Results found in those studies are very different, with a few of them showing the same results. Similarly to the results in our research, we observed that only two studies which investigated both genes also reported no association(24, 32). So, the difference between the populations’ eating habits and environmental pollution can be one of the reasons influencing different results found in the studies.

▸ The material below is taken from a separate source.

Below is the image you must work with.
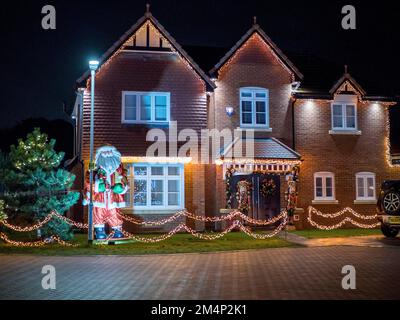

The environmental pollution and food intake are related to endometriosis because some compounds can affect endometrial function; such compounds are difficult to break down, have long half-lives and can be accumulated in various tissues(11, 12). Therefore, diet and environmental pollution have an influence on the pathogenesis and progression of endometriosis.

Another reason influencing the difference of the found results is the genetic background among ethnic groups in these populations.

So, a limitation of our study is that our sample was small, what happened because the diagnostic method was invasive. Another limitation is that because of the lack of information about some patients we were unable to classify them according to the ASRM(20) criteria, and due to this we were also unable to compare the stages with the genotypes.


In conclusion, the present study shows that the GSTM1 and GSTT1 null polymorphisms are not associated with an increased risk of endometriosis in our population.


None of the authors has any conflict of interest to disclose.